A time for torture
Ryan Vrede writes that Liverpool will be a domestic and European force again, but right now nobody fears them.
Liverpool has lost something far more significant than the world’s best centre back, Virgil van Dyk, or his defensive partner, Joe Gomez, widely considered to be one of Europe’s best young players. Despite the raft of injuries they’ve suffered this season, nothing is more significant than the one that that trumps all that. Liverpool has lost it’s aura of invincibility.
There is no question that, at their best, they are a team of extraordinary skill, technical ability, are rich in tactical intelligence and immensely fit. This collective potency is fuelled by individuals who are either the best in their position in the world, have the potential to be the best in their position in the world, or, like Roberto Firmino and Jordan Henderson, are those rare players who are much-maligned by your average fan, but, are celebrated to the knowledgable as absolutely essential to any success, despite them operating in the shadows of others.
This combination of things makes for a really good football team, but it’s their collective refusal to relent, even in the face of the most impossible odds, and then to triumph, through which an aura of invincibility is built. Everton, Paris St. Germain, Borussia Dortmund, Tottenham Hotspurs, they’ve all been victims of Liverpool’s irrepressible belief that they will win. Barcelona, populated by a clutch of the planet’s most gifted ballers, including one of the greatest ever, Lionel Messi, succumbed to Liverpool’s irrational belief that they can walk on football’s choppiest waters, again and again and again and again.
The more this belief was requited, the more Liverpool were able to invade the very psyches of their opponents. At some point most teams, even the game’s elite, just didn’t believe Liverpool were ever out of the contest, especially in front of 60 000 disciples at Anfield. It took years of cultivation, and it peaked in the 2019/20 season, during which they simply pummelled teams into mental and tactical submission.
That aura is incredibly fragile though.
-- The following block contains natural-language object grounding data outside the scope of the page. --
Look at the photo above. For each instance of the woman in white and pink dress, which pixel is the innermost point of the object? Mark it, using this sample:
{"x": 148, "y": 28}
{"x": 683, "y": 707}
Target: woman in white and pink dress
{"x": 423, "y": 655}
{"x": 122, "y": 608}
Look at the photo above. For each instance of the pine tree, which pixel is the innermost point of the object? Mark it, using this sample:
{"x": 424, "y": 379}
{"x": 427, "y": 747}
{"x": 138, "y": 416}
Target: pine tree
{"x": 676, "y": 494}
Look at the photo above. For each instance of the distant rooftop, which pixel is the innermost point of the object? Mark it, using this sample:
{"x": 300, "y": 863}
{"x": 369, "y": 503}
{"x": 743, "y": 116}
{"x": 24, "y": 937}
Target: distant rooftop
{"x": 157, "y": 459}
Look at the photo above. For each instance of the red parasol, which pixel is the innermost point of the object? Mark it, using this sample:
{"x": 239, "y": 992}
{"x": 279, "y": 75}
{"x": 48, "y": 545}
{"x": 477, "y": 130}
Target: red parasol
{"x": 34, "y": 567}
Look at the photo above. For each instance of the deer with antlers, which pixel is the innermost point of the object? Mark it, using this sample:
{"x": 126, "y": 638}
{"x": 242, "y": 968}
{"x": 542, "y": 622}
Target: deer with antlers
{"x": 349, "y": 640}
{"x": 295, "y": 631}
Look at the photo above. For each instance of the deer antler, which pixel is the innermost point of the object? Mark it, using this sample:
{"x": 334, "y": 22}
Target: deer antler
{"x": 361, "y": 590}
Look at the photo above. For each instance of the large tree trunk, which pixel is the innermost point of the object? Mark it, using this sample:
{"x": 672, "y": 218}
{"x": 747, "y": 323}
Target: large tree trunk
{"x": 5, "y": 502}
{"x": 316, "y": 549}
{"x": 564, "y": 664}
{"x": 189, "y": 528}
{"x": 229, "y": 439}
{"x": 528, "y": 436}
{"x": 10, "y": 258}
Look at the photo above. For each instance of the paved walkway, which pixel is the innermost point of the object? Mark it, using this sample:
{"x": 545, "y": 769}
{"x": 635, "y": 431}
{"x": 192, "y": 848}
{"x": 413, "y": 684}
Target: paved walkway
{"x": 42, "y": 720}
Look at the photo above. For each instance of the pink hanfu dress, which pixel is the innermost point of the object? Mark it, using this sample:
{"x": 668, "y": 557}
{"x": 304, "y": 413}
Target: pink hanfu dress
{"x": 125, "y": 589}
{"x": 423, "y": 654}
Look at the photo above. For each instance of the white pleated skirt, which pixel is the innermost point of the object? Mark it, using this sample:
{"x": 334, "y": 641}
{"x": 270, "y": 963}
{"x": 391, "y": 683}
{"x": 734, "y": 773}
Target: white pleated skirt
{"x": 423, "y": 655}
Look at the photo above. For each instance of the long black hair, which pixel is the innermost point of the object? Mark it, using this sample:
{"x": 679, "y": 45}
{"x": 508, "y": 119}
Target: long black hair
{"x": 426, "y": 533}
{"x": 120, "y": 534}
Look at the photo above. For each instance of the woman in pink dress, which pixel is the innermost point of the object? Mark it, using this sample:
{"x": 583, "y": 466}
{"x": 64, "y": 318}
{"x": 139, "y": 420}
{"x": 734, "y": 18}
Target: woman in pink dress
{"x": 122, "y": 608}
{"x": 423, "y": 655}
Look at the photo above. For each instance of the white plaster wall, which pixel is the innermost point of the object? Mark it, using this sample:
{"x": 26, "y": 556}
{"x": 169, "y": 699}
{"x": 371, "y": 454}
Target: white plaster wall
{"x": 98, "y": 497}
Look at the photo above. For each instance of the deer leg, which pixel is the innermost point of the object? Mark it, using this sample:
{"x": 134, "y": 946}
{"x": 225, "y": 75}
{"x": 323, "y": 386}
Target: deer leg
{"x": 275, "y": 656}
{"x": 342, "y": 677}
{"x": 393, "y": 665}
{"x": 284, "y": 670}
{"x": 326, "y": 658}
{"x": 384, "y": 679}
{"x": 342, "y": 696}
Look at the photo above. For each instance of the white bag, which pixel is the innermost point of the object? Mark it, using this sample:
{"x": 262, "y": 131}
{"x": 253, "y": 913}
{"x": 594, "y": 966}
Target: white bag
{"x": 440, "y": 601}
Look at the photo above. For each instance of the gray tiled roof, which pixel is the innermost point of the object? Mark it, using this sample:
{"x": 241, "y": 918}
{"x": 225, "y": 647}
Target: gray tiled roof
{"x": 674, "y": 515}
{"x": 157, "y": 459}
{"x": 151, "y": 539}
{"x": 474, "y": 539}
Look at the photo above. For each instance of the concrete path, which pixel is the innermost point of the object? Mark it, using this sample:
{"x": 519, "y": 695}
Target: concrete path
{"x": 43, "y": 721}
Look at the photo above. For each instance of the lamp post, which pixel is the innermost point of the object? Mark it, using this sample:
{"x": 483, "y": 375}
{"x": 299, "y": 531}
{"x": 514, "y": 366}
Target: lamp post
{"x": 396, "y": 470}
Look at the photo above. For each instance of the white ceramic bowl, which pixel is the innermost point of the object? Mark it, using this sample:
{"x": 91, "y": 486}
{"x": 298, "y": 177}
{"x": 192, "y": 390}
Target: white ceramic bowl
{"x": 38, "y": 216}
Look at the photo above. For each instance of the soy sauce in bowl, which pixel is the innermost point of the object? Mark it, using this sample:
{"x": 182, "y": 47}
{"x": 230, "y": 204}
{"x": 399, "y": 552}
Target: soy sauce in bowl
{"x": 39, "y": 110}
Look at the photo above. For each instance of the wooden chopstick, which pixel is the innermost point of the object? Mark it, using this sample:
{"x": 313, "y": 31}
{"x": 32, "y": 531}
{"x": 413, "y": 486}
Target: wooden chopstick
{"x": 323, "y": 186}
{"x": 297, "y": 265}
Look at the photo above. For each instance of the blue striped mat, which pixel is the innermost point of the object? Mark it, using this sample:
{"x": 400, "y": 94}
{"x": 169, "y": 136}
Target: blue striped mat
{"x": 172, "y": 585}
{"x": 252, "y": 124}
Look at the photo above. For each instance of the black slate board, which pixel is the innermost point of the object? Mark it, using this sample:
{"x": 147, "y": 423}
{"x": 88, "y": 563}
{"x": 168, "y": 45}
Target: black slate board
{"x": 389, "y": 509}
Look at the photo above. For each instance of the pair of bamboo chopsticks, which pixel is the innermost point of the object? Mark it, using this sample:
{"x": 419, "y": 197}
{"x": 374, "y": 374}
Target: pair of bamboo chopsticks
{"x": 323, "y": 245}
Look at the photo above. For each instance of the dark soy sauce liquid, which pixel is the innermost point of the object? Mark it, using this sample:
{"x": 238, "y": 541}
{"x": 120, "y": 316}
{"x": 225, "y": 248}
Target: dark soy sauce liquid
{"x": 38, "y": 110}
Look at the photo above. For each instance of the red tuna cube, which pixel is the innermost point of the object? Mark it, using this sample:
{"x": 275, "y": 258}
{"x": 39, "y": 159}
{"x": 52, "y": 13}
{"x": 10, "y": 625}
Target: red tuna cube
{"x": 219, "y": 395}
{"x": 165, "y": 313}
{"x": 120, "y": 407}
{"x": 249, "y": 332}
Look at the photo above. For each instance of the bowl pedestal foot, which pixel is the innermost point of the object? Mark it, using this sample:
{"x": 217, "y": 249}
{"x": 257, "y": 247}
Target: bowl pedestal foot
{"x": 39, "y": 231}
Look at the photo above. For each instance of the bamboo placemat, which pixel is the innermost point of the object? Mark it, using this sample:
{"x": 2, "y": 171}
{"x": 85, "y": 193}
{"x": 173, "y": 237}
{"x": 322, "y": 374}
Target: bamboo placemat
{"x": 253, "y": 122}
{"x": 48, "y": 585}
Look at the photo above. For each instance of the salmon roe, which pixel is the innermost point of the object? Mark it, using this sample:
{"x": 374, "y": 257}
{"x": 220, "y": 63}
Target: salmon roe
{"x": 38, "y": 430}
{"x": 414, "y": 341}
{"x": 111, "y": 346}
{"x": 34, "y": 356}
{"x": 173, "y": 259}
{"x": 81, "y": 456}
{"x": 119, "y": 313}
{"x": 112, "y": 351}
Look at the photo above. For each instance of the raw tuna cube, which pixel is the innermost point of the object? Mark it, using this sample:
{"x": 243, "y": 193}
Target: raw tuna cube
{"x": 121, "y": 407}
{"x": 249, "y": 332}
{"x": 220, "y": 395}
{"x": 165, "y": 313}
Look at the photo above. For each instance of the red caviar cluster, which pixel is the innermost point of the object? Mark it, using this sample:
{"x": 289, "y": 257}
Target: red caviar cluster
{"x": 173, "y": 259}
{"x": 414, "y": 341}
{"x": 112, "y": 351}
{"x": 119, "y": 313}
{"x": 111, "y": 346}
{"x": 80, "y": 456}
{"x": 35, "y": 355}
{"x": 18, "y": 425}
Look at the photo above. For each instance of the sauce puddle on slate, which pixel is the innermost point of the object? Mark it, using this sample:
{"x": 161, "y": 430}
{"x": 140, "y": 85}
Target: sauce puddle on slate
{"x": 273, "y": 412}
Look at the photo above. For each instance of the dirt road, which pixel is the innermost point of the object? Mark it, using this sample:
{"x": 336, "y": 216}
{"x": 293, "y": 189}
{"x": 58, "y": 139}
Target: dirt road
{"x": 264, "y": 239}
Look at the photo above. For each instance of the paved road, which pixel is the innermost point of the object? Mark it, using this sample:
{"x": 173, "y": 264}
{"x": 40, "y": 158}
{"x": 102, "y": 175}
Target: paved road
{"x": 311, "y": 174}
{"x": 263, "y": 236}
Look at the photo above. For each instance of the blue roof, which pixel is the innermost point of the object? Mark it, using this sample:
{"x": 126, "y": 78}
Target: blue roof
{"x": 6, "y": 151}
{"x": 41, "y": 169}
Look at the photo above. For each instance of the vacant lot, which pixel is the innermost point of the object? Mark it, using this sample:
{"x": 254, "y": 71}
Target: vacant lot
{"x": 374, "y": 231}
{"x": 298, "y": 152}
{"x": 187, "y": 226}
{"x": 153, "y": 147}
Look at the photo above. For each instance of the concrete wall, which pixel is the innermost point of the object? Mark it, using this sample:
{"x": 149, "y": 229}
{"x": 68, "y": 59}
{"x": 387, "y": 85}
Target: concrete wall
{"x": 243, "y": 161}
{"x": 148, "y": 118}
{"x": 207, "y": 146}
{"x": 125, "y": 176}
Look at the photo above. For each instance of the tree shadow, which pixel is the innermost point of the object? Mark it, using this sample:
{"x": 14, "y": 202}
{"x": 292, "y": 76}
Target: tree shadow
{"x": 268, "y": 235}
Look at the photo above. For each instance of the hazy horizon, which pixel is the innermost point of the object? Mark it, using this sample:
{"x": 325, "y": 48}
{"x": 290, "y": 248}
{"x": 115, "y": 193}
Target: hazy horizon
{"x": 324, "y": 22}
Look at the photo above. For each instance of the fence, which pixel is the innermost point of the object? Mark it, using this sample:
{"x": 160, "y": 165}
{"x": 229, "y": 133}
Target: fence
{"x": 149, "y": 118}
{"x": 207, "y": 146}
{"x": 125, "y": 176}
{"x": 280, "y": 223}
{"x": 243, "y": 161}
While it takes years to build, it can be lost in a matter of weeks. This is Liverpool’s present-day reality. They are a shadow of the team they once were. Most individuals are empty shells of the players who once imposed their will on the opposition through a mix of seemingly superhuman conditioning, soaring talent, limitless determination and tons of temperament. The loss of one of football’s most catalytic forces, the Anfield crowd, has further undermined their cause.
They are shot. Critically, everyone knows it.
The only way to recover this aura is to win consistently again, especially when they appear to be out of the contest. Yet even that seems fanciful, such is the team’s deep dysfunction. Even when Liverpool were at their peak, Manchester City were capable of beating them by a three-goal margin. That result matters less in the context of establishing how far Liverpool has regressed than league defeats or draws against the likes of Brighton, Burnley, Southampton, Newcastle or Aston Villa. Liverpool vanquished these minnows in their league-winning season. A few months later and even Villa’s upcoming visit to Anfield sparks anxiety in even the most blindly optimistic supporter.
There are mitigating factors, of course. Liverpool have been able to field what most consider their best squad just four times this season. Losing their centre-back pairing, and a string of replacements thereafter, forced Fabinho and Jordan Henderson into defence. Herein lies primary reason Liverpool has become defensively shaky and impotent on attack.
As midfielders, they are critical to the team’s defensive and attacking prowess. Liverpool’s defensive excellence in recent years rested heavily on their unrelenting work-rate, anticipation, tackle fight and tactical intelligence, often seen in their ability to cover spaces left by their attack-minded team-mates. It is their defensive competency that gives the likes of Trent Alexander-Arnold, Andy Robertson and the trio of Mo Salah, Said Mané and Firmino the freedom to throw defensive caution to the wind. Furthermore, their ability to win the ball high up the field and launch counter-attacks against defences who’s shape has been compromised by them losing the ball on attack, created countless attacking scenarios where Liverpool had a number’s advantage. Liverpool has a number of world-class midfielders, but none of them with the set of qualities that Fabinho and Henderson employ to the team’s advantage.
This is not to undermine the contribution of others, but one would be hard-pressed to argue for two more important players in the context of how Liverpool play. They need to return to midfield urgently. It won’t solve all Liverpool’s problems, but it will instantly raise the quality of both the defensive and attacking play. That is a start.
I suspect Liverpool will continue to be inconsistent until Van Dyk and Gomez return, so it may be best to tailor your expectations accordingly. At that point the process of restoring the once match-defining aura will begin.